Because ‘blood will have blood’ and perhaps because the ‘witches’ take up so much less time than the play dictates, other gory scenes are exaggerated to startling effect.  After Duncan’s murder, Macbeth and Lady Macbeth appear in white night dresses.  The blood is startling on Macbeth’s hands and clothing and we cannot help but anticipate his contaminating the white of Lady Macbeth’s garment.  Indeed, these characters wear white often in the play after they have committed their crimes, to aid the metaphor of disguise; the ones in white are not the virtuous ones.  The murder of Macduff’s children is played out on stage and there is not just one son but two sons and a daughter.  They are the same children who play the witches which gives the play a sort of cyclical and fatalistic intuition.  One has his throat slit, one has his neck broken which again brought to my mind The Turn of the Screw (but perhaps that was just me) and the daughter is sinisterly led off stage by one of the murderers whilst lady Macduff dies onstage as well. 



Jamie Beamish plays a crazed amalgamation of the porter and Seyton to great effect.  As he gives his speech about attending to the gates of hell the character lets off some bangers designed to appear like dynamite.  This caused us all to jump out of our skins; a few of the older members of the audience had strokes.  This allusion enhanced the image of the burning inferno but after the small explosions the theatre filled with the smoky smell of fireworks.  This in turn brought to mind the gunpowder plot which was apt and gave me a little smile at such trickery.
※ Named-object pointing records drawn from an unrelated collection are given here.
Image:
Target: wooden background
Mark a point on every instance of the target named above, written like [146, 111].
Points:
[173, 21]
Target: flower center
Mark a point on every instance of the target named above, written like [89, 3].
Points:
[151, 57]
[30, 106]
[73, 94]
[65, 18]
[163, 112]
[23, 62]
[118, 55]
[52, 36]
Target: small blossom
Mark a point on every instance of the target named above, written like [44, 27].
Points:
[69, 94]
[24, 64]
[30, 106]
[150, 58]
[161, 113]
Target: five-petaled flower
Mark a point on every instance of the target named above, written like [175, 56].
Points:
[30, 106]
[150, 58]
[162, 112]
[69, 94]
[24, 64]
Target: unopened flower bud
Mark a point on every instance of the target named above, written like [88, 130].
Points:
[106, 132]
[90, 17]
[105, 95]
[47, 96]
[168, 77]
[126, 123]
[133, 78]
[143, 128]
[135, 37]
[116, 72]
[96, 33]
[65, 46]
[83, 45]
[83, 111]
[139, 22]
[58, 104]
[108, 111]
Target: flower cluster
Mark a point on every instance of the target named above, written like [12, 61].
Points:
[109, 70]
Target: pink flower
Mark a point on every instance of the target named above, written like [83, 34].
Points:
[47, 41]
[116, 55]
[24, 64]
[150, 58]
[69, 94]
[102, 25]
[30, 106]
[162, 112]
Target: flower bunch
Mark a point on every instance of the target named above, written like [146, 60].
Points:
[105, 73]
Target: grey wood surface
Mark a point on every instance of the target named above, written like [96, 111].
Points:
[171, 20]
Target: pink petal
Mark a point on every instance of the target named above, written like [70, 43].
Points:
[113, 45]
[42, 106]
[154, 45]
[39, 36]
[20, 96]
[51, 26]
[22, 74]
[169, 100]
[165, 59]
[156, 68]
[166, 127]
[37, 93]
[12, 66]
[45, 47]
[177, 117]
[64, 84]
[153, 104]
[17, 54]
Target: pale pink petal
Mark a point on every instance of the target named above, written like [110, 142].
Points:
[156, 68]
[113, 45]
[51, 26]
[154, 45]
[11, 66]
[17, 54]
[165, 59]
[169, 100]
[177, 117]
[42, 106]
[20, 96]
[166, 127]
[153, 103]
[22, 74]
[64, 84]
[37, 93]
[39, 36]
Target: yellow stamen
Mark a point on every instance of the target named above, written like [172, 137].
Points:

The play ends with the bloodied, victorious figure of Malcom standing amongst his followers.  Just as the RSC sends you in a circle to find their lavatories so too did the play end in a cyclical fashion.  Malcolm stands, as he did in the opening scene of the play, bloodied and surrounded by his supporters.  Only now he is King of Scotland rather than the King’s son.  Order is restored.  This seemed to be very satisfying to the audience whose applause were enthusiastic.  My daughter and I agreed that we had been heartily entertained.  I do not think that the children as witches delivered all that it should but I would not wish to criticise these innovative efforts.  I will just look forward to my next viewing of Macbeth complete with warty, cackling harridans.